Perhaps that is why it is so easy to fail a few feet from finishing.
The Odyssey and The Agony
After the great Trojan War, according to Homer, the Greek Hero, Odysseus, is on his way home across the seas with his soldiers. At every step and every turn, the gods test him. He faces the cave and the Cyclops, Circe and the Underworld, he is held captive for seven years by Calypso, he’s tempted by the distraction of the sirens, and anything the gods can throw at him to test his commitment.
Finally, after passing the tests, acquiring allies, and defeating enemies, Odysseus is in the home stretch. He has earned his place among the Greek heroes; he has conquered all external foes. Ithaca, their destination, is in sight on the horizon. The veteran is coming home.
Just before arriving, Odysseus falls asleep.
While he is sleeping, his men find a bag given to him, which they think is a treasure. Upon opening it, all the winds of Aiolla, the god of the winds, is unleashed, sending Odysseus back to the start.
Odysseus must start all over again.
The tests of the journey are all real. It’s not easy to begin, even if all we need to do is lay in the foundation, but it's the possibilities, the half commitments, that are enough to keep us going. Along the way, we may find ourselves held captive for seven years by our own private Calypso, or tempted by the siren’s song to abandon our ship, but hey, that's part of the adventure, that's what you sign up for. And like Odysseus, we must have the discipline to strap ourselves to our ship, refuse to eat the lotus of complacency, and confront the unfulfilled ghosts of our peers.
But our real test is when we see the finish line. Because it means we must cross it.
The desire to lie down does not come from fatigue. If we are that close to the finish line, we know we can sleep soon enough. Fatigue at that point is not the problem.
So why fall asleep a few feet from finishing? Why allow ourselves to be swept back to the beginning?
Because it is the fear of completion that haunts us- we don’t want to be there when it happens.

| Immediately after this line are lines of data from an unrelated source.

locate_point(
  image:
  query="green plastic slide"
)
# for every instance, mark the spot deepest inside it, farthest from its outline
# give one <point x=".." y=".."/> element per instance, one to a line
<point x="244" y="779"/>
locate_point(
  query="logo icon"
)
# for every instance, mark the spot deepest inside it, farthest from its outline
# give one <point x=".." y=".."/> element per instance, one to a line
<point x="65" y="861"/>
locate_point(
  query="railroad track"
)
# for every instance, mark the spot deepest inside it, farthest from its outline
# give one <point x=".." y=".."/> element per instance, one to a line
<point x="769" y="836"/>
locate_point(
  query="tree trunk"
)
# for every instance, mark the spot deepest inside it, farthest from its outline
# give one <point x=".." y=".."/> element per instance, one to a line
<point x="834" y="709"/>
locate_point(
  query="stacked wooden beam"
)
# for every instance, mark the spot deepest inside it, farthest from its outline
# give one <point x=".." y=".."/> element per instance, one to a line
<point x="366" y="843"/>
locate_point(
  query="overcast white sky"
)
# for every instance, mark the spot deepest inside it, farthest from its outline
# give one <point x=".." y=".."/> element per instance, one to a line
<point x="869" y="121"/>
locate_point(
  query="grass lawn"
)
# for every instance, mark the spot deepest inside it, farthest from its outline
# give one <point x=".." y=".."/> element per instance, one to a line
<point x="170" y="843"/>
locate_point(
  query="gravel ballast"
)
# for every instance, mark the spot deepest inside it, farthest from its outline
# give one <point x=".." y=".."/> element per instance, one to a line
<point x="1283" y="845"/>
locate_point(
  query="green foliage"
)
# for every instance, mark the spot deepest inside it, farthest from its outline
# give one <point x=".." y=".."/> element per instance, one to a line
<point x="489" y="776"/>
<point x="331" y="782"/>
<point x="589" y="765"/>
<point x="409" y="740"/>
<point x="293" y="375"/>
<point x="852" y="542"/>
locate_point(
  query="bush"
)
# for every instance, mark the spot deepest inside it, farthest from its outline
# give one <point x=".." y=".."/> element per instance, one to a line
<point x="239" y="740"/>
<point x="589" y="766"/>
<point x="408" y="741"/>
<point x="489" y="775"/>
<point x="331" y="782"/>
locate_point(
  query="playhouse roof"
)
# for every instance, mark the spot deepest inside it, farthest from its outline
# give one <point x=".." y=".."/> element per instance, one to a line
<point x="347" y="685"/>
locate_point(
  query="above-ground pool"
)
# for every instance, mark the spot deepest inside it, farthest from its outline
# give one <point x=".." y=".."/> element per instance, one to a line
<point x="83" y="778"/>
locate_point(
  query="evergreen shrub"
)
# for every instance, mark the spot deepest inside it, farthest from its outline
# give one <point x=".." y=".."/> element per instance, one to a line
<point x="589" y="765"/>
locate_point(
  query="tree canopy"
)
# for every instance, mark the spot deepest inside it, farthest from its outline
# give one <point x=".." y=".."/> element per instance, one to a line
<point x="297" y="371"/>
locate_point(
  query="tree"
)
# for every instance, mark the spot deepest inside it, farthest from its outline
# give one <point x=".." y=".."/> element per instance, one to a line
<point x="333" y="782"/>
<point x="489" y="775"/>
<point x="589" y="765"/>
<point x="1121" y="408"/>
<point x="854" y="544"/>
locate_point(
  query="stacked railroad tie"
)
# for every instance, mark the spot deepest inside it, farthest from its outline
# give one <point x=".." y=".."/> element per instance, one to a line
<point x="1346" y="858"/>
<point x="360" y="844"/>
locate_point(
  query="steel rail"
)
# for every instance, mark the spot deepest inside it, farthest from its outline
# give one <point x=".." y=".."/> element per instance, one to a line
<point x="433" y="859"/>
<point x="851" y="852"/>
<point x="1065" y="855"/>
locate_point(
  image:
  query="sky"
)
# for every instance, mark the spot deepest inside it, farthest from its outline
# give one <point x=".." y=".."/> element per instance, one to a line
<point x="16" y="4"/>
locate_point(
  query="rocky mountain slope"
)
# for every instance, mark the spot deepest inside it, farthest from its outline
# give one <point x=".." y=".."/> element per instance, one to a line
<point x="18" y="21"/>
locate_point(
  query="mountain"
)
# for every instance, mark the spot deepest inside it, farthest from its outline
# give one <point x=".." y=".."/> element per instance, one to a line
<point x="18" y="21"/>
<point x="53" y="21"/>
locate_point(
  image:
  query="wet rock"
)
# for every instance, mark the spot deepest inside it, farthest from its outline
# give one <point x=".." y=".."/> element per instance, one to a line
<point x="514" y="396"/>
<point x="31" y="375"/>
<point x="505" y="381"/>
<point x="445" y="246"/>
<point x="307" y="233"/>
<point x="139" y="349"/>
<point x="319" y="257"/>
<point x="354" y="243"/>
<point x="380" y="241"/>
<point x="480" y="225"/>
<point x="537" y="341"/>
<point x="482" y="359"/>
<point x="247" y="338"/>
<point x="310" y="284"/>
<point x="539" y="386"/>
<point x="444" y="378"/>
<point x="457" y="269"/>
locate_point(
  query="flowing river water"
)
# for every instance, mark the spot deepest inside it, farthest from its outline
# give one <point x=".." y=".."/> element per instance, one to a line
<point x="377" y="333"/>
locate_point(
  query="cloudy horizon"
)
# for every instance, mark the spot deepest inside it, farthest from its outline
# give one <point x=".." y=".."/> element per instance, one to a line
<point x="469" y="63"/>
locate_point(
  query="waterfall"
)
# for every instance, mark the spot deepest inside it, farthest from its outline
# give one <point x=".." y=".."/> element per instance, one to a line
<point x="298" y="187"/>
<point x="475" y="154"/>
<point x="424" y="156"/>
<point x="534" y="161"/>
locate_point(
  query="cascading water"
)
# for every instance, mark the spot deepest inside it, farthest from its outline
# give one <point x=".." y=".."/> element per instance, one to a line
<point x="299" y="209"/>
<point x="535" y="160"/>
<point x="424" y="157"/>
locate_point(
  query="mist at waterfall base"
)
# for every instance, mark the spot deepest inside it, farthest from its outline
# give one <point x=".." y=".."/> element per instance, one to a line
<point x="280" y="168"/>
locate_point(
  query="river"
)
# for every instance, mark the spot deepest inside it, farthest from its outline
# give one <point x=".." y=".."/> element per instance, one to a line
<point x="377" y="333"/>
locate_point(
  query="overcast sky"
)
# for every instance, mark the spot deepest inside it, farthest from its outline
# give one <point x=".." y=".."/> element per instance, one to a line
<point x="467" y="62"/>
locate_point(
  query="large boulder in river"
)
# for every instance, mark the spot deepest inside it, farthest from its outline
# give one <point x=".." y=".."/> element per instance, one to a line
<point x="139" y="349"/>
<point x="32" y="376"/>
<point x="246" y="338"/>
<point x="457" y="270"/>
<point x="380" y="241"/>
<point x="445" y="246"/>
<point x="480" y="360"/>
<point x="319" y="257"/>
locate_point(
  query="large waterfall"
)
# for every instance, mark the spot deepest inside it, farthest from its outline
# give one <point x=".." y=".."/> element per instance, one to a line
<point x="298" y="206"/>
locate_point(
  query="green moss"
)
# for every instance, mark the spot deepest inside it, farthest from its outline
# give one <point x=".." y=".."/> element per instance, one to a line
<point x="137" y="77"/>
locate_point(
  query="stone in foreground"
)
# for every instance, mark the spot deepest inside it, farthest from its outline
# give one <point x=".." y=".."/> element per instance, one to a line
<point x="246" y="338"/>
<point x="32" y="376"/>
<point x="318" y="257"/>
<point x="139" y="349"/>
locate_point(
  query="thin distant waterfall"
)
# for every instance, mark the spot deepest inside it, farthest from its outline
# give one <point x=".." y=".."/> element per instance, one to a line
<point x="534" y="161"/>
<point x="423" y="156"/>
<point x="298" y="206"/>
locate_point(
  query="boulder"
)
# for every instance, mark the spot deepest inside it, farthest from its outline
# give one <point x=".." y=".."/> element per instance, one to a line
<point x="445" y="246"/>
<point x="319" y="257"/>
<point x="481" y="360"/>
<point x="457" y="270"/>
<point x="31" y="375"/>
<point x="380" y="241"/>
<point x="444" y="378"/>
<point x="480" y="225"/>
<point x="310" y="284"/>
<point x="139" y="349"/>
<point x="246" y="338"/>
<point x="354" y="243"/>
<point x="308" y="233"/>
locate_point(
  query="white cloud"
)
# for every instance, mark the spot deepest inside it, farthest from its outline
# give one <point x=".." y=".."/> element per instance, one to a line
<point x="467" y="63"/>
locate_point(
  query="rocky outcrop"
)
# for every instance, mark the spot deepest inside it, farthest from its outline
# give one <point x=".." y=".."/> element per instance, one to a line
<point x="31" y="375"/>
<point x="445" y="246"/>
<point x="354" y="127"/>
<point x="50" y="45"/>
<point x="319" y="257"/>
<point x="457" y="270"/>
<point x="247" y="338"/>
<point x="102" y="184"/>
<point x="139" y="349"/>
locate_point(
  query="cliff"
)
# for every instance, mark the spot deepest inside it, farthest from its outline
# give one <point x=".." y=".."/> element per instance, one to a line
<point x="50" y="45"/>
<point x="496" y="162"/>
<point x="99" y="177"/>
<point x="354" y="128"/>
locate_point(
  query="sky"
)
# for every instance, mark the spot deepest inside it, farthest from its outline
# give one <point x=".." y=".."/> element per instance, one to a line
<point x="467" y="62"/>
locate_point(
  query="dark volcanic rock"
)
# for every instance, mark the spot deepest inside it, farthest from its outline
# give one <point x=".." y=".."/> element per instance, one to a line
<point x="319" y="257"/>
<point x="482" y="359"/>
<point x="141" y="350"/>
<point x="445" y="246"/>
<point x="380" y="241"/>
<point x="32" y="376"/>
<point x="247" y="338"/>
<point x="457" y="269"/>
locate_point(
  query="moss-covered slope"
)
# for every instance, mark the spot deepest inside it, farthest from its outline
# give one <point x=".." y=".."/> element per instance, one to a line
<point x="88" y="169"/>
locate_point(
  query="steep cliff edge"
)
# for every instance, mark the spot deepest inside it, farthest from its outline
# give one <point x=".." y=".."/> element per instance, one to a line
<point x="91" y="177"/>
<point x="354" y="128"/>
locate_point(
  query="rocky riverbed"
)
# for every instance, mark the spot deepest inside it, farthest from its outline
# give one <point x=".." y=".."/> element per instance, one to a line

We want to be asleep. Completing the journey means it’s done, and what are you going to do with yourself when you are done? Better to not know it is happening. Because a twenty-year journey is no longer a journey, it is now a habit. And habits are hard to break, even for Odysseus.
Bernard Moitessier was a French sailor and vagabond of the South Seas. In 1968, he participated in an English competition to sail solo, circumnavigating the entire world, along with a small handful of other daring individuals, nonstop – an unprecedented journey. The winner, who arrived in fastest time, would be awarded a cash prize, a name in the record book, and a grand and public ceremony.
The world was watching, and the winner would take all.
Like Odysseus, Moitessier was faced with many trials. But his was a journey of solitude. The tests of sailing solo around the world were immense. Months went by without human contact and he found ways to be at peace with himself. But his inner conflict was finally reflected in the high seas, as a southeastern gale pushed him off course as he was rounding the Cape Horn of Africa – a mere sixth of his way home.
But Moitessier was in the lead. The race was now between him and the English sailor, Robin Knox-Johnston, and he knew he could win it. The prize was his to take, all he needed to do was complete the race.
Until The London Times got a message. Moitessier had shot at a passing ship.
With a slingshot.
Attached to the projectile that hit their boat was a message from Moitessier. Moitessier had abandoned the race. His message simply stated his reason: “because I am happy at sea and perhaps to save my soul.”
A sixth of the way home, a mere effort in the wake of all that he accomplished, with victory at his fingertips, Moitessier decided to remain at sea.
Having already rounded the corner for the home stretch, Moitessier diverted in the other direction, and continued to circumnavigate the Earth a second time. All he needed to do was finish what he had started, be faster than Knox-Johnson, and he could have won.
Reportedly, the reason he did not complete the journey was not because he thought he would lose. It was because he thought he would win.
Moitessier could not face the public ceremony of completing the race. He had been at sea too long, he had been inside himself too long, and home was unfamiliar, disconnected, and alien. It no longer made any sense to be anywhere but the sea.
Only Robin Knox Johnson finished the race, and because of he finished the race, he won.
But for Moitessier, like Odysseus, the journey had become a habit.
Or were they the same?
The Drifter and The Hero
It’s easy to romanticize Moitessier, a man who was less interested in the prize, and more interested in matters of the soul.
The race, the challenge, the competition in front of him must have inspired him to take the call- But did his reasons for taking the call change? Perhaps deep down, he never wanted to win the race, never wanted to be in the record book, and never wanted the prestige, but, instead, he wanted to take the journey, to discover himself, and in the process, become one with the journey.
After all, our daily lives become meditations on what we do. We become what we do.
Perhaps, unlike Odysseus, whose journey had become a habit, it was the habits of Moitessier, which became the journey.
After all, the message he fired onto a passing boat with a slingshot told everyone his reason: “because I am happy at sea.”
The difference between The Drifter and The Hero is in the sacrifice it takes to accomplish what you set out to do.
Odysseus and his men had just fought in the epic Trojan War, and their entire objective was to get home, to be with their wives, to set foot on their beloved Greek land again. They were not “happy at sea.” They were miserable. They needed to get home, and if that meant a bloody journey, then so be it.
They were willing to cross through Hades, because home was on the other side.
When the Winds of Aiolla blew him off course, Odysseus had to start all over again, and if he was going to cross the finish line, he was going need to do it awake. Just like Moitessier’s upset on the Cape Horn of Africa, he was faced with the choice of continuing towards his goal or abandoning it all together.
We can let our habits become our journey, or we can let the journey become a habit. But either way, you don’t reach your destination.
Eventually, we must make the decision of Odysseus, and that is to stay awake, to accept the end, to make it home, to complete the mission, to see a land that may no longer even be familiar to us, but to finally put our swords, our shields, and our ships to rest.